From the Field
Oil down as prospects for output freeze dim
RIYADH, August 26, 2016 – Oil prices suffered in the early hours of trading on Friday, as the excitement over the Thursday announcement of Iran joining the upcoming OPEC talks was overshadowed by remarks by Saudi Arabia’s minister of energy, industry and mines, Khalid al Falih.
Speaking later that day, Al Falih cautioned against too much optimism over a potential cap on oil production. “We don’t believe any significant intervention in the market is necessary other than to allow the forces of supply and demand to do the work for us,” he told Reuters. His statement sent oil down, with Brent and WTI crude trading at USD 49.55 and USD 47.26 per barrel, respectively.
Remarks on Friday by Minister of Petroleum Bijan Zanganeh, saying that Iran’s efforts in helping OPEC facilitate oil market recover were conditional on the members respecting Iran’s “right to regain its lost share of the market,” also do not bode well for the prospects of a production freeze and a recovery of global oil prices.
“Our expectation is that those turning market unstable, should assume highest and main responsibility to restore stability in the market,” the Ministry of Petroleum’s news portal, Shana, quote the minister as saying. If Al Falih’s earlier remarks are anything to go by, Zanganeh’s call is likely to fall on deaf ears. “The market is moving in the right direction,” the Saudi minister said on Thursday.

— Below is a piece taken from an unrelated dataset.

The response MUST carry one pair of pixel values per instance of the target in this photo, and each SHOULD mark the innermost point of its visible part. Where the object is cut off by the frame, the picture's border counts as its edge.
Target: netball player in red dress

OPEC Secretary General Mohammad Sanusi Barkindo, in comments published on Friday countered Al Falih, saying that producers “must take more proactive stands in relation to production management in order to complement traditional market forces.” Speaking the Arabic-language London daily Al-Hayat, he also blasted the “approach of non-intervention,” saying it had led the markets nowhere.